Cuento al aire
- Justin Jaquith
- 14 jul 2020
- 2 Min. de lectura
Respiro el aire transparente, aire que despierta mis sentidos, aire que me da vida. Espero el jalón de siempre y el silencio que lo seguirá, pero el silbato del viento en mis oídos ahora es un huracán, y mi corazón tictaquea como bomba de tiempo, y entiendo suspendido en el espacio mientras el aire me hace su marioneta que en un instante todo ha cambiado.
Respiro el aire ilusivo, aire que siempre prometía cuidarme, aire que nunca me mentiría. Esto es una broma nada más, luego se convertirá en anécdota para reírnos porque las pesadillas se temen pero nunca se cumplen. He hecho esto decenas de veces, soy experto, y estas cosas no les pasan a los expertos. Solo se trabó alguna cuerdecita, alguna palanquita, cosa sencilla que solita se arreglará; mientras el aire grita en mi cara y bofetea mis cachetes como quien intenta lograr que un borracho responda.

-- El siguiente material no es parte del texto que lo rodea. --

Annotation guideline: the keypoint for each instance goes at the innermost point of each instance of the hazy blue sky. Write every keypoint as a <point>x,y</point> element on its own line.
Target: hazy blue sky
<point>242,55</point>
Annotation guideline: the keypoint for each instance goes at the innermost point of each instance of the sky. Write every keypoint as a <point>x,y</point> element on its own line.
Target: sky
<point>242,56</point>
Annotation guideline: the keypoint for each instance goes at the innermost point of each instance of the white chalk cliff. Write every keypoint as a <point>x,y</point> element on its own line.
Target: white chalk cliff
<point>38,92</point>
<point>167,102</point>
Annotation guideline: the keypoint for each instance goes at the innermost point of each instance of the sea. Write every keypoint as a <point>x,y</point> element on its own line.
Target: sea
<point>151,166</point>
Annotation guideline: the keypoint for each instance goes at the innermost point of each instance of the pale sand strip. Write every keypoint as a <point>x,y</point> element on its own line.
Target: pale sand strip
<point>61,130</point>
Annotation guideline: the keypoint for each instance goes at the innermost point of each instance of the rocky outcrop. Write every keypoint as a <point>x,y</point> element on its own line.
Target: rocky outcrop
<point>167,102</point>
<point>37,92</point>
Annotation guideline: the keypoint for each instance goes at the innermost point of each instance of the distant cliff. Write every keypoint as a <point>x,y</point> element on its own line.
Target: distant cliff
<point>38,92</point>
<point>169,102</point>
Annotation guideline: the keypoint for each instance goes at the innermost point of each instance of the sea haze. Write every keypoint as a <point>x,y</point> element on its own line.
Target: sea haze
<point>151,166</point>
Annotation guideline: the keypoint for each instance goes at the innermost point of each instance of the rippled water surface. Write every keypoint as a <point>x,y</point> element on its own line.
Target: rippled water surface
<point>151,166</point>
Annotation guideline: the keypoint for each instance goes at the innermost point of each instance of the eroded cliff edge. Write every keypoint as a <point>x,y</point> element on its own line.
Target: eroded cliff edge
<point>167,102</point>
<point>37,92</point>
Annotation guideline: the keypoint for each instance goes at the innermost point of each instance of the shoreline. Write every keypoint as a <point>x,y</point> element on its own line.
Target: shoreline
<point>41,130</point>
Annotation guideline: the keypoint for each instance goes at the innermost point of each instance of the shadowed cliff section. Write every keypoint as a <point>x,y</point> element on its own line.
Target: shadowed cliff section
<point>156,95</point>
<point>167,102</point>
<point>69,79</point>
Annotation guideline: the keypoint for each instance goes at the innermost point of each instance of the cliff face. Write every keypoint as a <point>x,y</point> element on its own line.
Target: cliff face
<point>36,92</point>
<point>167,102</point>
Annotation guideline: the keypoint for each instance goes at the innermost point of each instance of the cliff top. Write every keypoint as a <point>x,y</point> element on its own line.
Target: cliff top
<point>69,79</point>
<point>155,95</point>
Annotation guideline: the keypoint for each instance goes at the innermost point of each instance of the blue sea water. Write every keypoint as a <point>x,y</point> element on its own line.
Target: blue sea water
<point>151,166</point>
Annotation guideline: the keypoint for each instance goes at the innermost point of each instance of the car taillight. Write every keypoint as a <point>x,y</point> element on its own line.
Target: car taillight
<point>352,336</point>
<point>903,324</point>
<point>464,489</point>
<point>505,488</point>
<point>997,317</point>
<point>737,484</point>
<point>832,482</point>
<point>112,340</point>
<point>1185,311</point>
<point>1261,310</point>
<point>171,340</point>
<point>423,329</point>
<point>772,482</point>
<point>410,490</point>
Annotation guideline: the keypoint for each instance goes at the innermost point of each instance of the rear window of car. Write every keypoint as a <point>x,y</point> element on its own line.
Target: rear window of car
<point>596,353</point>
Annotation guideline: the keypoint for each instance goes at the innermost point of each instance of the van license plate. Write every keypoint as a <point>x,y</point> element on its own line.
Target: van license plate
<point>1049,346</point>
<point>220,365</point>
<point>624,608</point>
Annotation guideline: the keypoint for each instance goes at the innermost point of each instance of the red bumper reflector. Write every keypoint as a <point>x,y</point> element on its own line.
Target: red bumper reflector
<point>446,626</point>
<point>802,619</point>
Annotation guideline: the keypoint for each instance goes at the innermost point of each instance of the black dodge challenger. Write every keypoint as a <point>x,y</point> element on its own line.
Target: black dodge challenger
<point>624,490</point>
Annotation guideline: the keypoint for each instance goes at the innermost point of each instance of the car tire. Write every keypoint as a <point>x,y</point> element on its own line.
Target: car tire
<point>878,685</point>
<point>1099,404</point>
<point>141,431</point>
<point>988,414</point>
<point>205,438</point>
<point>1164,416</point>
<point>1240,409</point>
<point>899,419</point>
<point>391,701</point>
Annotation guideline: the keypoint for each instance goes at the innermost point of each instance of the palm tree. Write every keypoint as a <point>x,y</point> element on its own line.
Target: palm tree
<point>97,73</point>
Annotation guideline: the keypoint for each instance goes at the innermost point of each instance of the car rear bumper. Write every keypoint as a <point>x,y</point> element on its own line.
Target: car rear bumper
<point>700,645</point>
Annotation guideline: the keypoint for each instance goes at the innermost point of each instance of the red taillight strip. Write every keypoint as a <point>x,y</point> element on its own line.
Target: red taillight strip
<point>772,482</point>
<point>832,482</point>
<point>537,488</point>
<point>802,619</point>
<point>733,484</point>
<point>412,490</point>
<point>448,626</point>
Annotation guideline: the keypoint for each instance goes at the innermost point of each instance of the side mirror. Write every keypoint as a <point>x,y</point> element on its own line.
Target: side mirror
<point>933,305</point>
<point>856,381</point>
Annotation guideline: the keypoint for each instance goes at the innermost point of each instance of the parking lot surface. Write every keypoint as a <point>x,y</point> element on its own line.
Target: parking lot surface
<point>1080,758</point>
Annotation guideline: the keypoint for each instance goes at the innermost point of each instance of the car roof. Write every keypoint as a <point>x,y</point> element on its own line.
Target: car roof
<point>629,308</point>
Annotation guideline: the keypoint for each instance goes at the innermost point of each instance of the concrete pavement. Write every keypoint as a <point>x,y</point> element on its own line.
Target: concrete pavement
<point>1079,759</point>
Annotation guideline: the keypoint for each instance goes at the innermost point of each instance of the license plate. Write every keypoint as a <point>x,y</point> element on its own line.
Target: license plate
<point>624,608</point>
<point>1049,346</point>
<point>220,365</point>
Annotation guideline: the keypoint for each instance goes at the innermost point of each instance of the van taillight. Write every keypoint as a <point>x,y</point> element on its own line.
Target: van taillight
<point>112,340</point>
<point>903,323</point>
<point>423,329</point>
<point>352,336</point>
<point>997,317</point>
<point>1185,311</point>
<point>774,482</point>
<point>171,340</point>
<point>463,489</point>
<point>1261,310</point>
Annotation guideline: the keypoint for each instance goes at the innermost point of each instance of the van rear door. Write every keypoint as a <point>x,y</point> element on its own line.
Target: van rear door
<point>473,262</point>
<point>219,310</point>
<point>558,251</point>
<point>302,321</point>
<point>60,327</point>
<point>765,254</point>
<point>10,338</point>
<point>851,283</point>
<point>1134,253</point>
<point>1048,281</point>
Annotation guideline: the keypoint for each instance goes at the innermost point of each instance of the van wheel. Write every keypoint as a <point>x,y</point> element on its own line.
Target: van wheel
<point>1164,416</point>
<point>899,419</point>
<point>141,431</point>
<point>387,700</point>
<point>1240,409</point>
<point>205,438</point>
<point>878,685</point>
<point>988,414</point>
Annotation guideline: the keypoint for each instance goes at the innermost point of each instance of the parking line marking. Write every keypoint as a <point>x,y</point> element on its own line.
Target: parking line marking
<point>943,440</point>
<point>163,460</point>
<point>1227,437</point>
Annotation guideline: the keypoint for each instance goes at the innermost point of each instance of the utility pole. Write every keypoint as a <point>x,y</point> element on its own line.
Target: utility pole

Respiro el aire traicionero, aire que da solo para quitar, aire que me enfurece con su crueldad. Mi fuerza y mi mente son impotentes antes el viento, y la realización me detona. La rabia corre rojiza por mis venas y desesperado grito al vacío. Nunca he sentido tanta furia, y nunca he sido tan incapaz de actuar ante la furia. Estoy cayendo entre dos mundos y ninguno responde a mis aullidos, ni el suelo que me recibe ni el aire que me despide como un juez a un asesino condenado a la muerte.
Respiro el aire espectador, aire que me observa sin ayudar, aire que me deja caer sin ofrecer remedios. Esto es injusto y las injusticias se arreglan; la vida es mi derecho y los derechos se reclaman. Quisiera luchar, pero ya intenté todo: jalar el primer cordón, maldecir, jalar el segundo, orar, volver a jalar los cordones hasta romperlos, llorar. Quisiera negociar, quisiera llegar a algún acuerdo, pero no se puede, y la tierra irresistible me llama mientras el aire indiferente me observa como un león que por aburrimiento sofoca a una hormiga bajo su pata.
Respiro el aire fúnebre, aire que saca lágrimas, aire que anuncia mi mortandad. La tristeza pesa toneladas; me hunde más rápido que la gravedad. Dicen que al enfrentar la muerte, uno ve pasar la vida ante los ojos; pero yo veo pasar el futuro que no tendré: mi nena de seis años, caminando vestida de blanco al altar; mi hijo de diez, celebrando entre baile y brindis terminar su carrera; mi esposa, hecha cada día más bella por la edad, disfrutando sola las travesuras de los nietos, contándoles del abuelo que ojalá hubieran conocido, pero el aire nos lo llevó como papel en el viento.
Respiro el aire transparente, aire que me enseña y me confunde, aire que no tiene la culpa ni tiene la solución. Me resigno, ¿qué mas puedo hacer? No me puedo quejar. La muerte no es derrota; el haber vivido es victoria. Debo enfrentar ambos con dignidad y orgullo, mientras el aire me mesa y me abraza, me canta y me consuela, me arrulla y me lleva a descansar en paz.